Klimawandel erschwert Geschäft
Gerade in der Assekuranz sind derlei Prognosen allerdings mit Vorsicht zu genießen. Nicht zuletzt durch den Klimawandel wird die Welt der Versicherer immer unberechenbarer. Das manifestiert sich bei der Zurich gerade sehr deutlich im US-Geschäft, wo der Konzern zwar nicht direkt im Privatkundengeschäft tätig ist, aber als Betreiber der genossenschaftsähnlichen Farmers Exchanges stark exponiert ist. Allein die diesjährige Feuersbrunst um Los Angeles wird bei Farmers mit geschätzten direkten Kosten von 600 Mill. Dollar zu Buche schlagen. Darüber hinaus gilt es, höhere Rückversicherungskosten von 250 Mill. Dollar zu tragen. Bei der Zurich selbst fallen aufgrund des gleichen Ereignisses direkte Kosten von geschätzten 200 Mill. Dollar an.

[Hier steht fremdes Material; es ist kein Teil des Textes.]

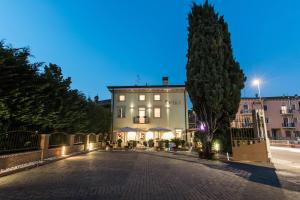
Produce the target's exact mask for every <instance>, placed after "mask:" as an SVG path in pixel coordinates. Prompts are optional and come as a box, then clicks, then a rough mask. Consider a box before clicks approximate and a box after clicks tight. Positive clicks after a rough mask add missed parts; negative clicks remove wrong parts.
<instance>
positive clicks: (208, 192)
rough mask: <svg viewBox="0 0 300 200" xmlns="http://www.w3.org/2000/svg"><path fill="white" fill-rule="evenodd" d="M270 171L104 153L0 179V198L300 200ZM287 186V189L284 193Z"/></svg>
mask: <svg viewBox="0 0 300 200" xmlns="http://www.w3.org/2000/svg"><path fill="white" fill-rule="evenodd" d="M299 187H300V186H299V185H293V184H291V185H289V184H287V183H284V184H282V182H281V180H280V179H278V178H277V177H276V173H274V172H273V173H272V171H270V170H268V169H262V170H258V169H256V168H253V169H252V168H251V167H245V166H242V165H241V166H238V165H236V166H235V165H224V164H222V163H219V162H215V161H204V160H199V159H196V158H189V157H187V156H185V157H183V156H180V155H174V154H170V153H156V152H102V151H96V152H92V153H89V154H83V155H80V156H75V157H71V158H68V159H65V160H61V161H58V162H54V163H51V164H49V165H45V166H41V167H38V168H34V169H30V170H27V171H23V172H20V173H17V174H13V175H10V176H6V177H2V178H0V199H1V200H10V199H18V200H21V199H39V200H41V199H49V200H50V199H51V200H55V199H101V200H102V199H138V200H140V199H149V200H150V199H280V200H281V199H300V192H299V191H300V188H299ZM283 188H284V189H283Z"/></svg>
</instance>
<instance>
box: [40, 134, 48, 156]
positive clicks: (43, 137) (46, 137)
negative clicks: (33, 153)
mask: <svg viewBox="0 0 300 200" xmlns="http://www.w3.org/2000/svg"><path fill="white" fill-rule="evenodd" d="M40 136H41V139H40V148H41V160H44V158H45V155H46V154H47V151H48V148H49V137H50V134H40Z"/></svg>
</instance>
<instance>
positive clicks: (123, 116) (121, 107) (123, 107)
mask: <svg viewBox="0 0 300 200" xmlns="http://www.w3.org/2000/svg"><path fill="white" fill-rule="evenodd" d="M117 115H118V118H125V117H126V108H125V107H123V106H122V107H118V108H117Z"/></svg>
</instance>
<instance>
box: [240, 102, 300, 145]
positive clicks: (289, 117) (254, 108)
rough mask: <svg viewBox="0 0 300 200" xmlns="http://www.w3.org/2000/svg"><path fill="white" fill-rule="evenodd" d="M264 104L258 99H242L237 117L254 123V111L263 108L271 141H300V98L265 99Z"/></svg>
mask: <svg viewBox="0 0 300 200" xmlns="http://www.w3.org/2000/svg"><path fill="white" fill-rule="evenodd" d="M262 103H263V105H262ZM262 103H261V101H260V100H259V99H258V98H242V99H241V102H240V107H239V111H238V113H237V115H236V117H237V118H242V119H244V120H245V121H252V120H251V118H252V110H253V109H255V108H262V107H263V109H264V111H265V119H266V125H267V131H268V136H269V138H270V139H273V140H297V138H298V139H300V121H299V120H300V97H298V96H278V97H264V98H262Z"/></svg>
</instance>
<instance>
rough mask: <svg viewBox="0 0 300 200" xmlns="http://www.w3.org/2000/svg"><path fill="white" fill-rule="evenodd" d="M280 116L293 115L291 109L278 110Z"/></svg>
mask: <svg viewBox="0 0 300 200" xmlns="http://www.w3.org/2000/svg"><path fill="white" fill-rule="evenodd" d="M280 114H281V115H291V114H293V110H292V109H286V110H280Z"/></svg>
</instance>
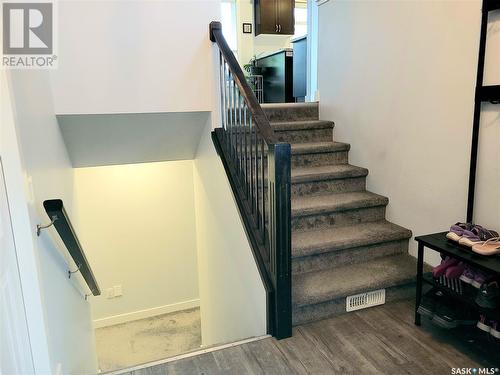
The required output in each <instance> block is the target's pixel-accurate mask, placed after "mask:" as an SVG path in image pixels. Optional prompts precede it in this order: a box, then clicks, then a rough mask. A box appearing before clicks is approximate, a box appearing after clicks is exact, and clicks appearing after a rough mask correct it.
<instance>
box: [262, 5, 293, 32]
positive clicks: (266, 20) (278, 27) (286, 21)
mask: <svg viewBox="0 0 500 375" xmlns="http://www.w3.org/2000/svg"><path fill="white" fill-rule="evenodd" d="M294 8H295V0H254V21H255V35H259V34H278V35H280V34H281V35H293V34H294V33H295V16H294Z"/></svg>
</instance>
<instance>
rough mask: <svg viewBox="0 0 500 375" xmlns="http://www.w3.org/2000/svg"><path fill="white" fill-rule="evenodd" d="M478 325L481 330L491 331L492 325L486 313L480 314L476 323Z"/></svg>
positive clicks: (484, 331) (478, 327) (477, 326)
mask: <svg viewBox="0 0 500 375" xmlns="http://www.w3.org/2000/svg"><path fill="white" fill-rule="evenodd" d="M476 327H477V328H479V329H480V330H481V331H484V332H488V333H490V331H491V327H490V325H489V324H488V320H487V319H486V315H479V320H478V322H477V324H476Z"/></svg>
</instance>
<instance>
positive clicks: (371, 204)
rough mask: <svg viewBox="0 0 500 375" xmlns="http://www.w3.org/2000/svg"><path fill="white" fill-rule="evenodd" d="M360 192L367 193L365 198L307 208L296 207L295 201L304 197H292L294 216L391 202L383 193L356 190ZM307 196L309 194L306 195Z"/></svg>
mask: <svg viewBox="0 0 500 375" xmlns="http://www.w3.org/2000/svg"><path fill="white" fill-rule="evenodd" d="M355 193H359V195H360V196H362V195H363V194H365V197H364V198H360V199H358V200H355V201H354V202H351V203H349V204H345V205H338V204H335V203H333V204H325V205H322V206H316V207H314V206H312V207H307V208H305V209H304V208H294V207H293V206H294V204H293V202H294V201H300V200H303V199H304V197H297V198H293V199H292V217H293V218H295V217H303V216H313V215H318V214H325V213H333V212H345V211H353V210H359V209H363V208H373V207H380V206H387V205H388V204H389V198H387V197H384V196H382V195H378V194H375V193H371V192H367V191H363V192H355ZM352 194H353V192H349V193H335V194H327V195H326V194H325V195H317V196H315V197H322V196H324V197H331V196H333V197H334V196H342V195H343V196H345V195H352ZM306 197H307V196H306Z"/></svg>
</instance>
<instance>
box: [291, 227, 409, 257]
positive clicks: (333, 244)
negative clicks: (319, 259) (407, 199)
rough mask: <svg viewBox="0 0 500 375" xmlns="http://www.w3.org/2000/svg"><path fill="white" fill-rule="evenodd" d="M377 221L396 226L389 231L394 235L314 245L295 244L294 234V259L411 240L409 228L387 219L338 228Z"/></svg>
mask: <svg viewBox="0 0 500 375" xmlns="http://www.w3.org/2000/svg"><path fill="white" fill-rule="evenodd" d="M375 223H376V224H382V223H383V224H385V225H388V226H395V227H396V228H395V229H396V230H394V231H391V232H389V233H394V235H393V236H388V237H386V238H383V239H378V238H369V239H367V240H357V241H356V240H354V241H352V242H350V243H348V244H335V242H334V241H325V242H320V243H317V244H315V245H313V246H294V241H293V234H292V259H298V258H306V257H309V256H314V255H319V254H325V253H329V252H338V251H345V250H349V249H355V248H358V247H364V246H373V245H379V244H383V243H388V242H399V241H405V240H409V239H410V238H411V237H412V235H413V234H412V232H411V231H410V230H409V229H406V228H403V227H401V226H399V225H397V224H394V223H391V222H389V221H387V220H380V221H375V222H371V223H362V224H353V225H346V226H343V227H338V228H345V227H356V226H366V225H373V224H375ZM331 230H332V228H323V229H319V230H312V231H303V232H299V233H314V232H324V231H331Z"/></svg>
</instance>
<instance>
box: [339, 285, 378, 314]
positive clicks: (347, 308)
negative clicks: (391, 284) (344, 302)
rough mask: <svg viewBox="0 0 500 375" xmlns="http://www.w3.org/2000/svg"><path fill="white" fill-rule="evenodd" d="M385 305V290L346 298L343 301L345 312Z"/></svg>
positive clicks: (364, 293) (373, 291)
mask: <svg viewBox="0 0 500 375" xmlns="http://www.w3.org/2000/svg"><path fill="white" fill-rule="evenodd" d="M384 303H385V289H380V290H374V291H373V292H368V293H361V294H356V295H354V296H348V297H347V298H346V301H345V306H346V311H355V310H361V309H366V308H367V307H372V306H378V305H383V304H384Z"/></svg>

Wie der Eisbär auf der Scholle
Klimaschäden zwangen die Zurich in den vergangenen Jahren, Farmers zu sanieren und ganze US-Bundesstaaten aufzugeben. Der Rückzug aus dem notorisch sturmgeplagten Florida mag für manche keine Überraschung sein. Aber dass auch ein Staat wie New York von Farmers nicht mehr abgedeckt wird, lässt doch aufhorchen. Selbst in New York gibt es inzwischen Phänomene wie extreme Trockenheit und heftige Stürme, die für manche Versicherer untragbare Risiken darstellen. So kommt einem der aktuelle Zurich-Gewinn ein bisschen vor wie der Eisbär, der nach einem großen Fang auf seiner schmelzenden Scholle ein Festessen veranstaltet.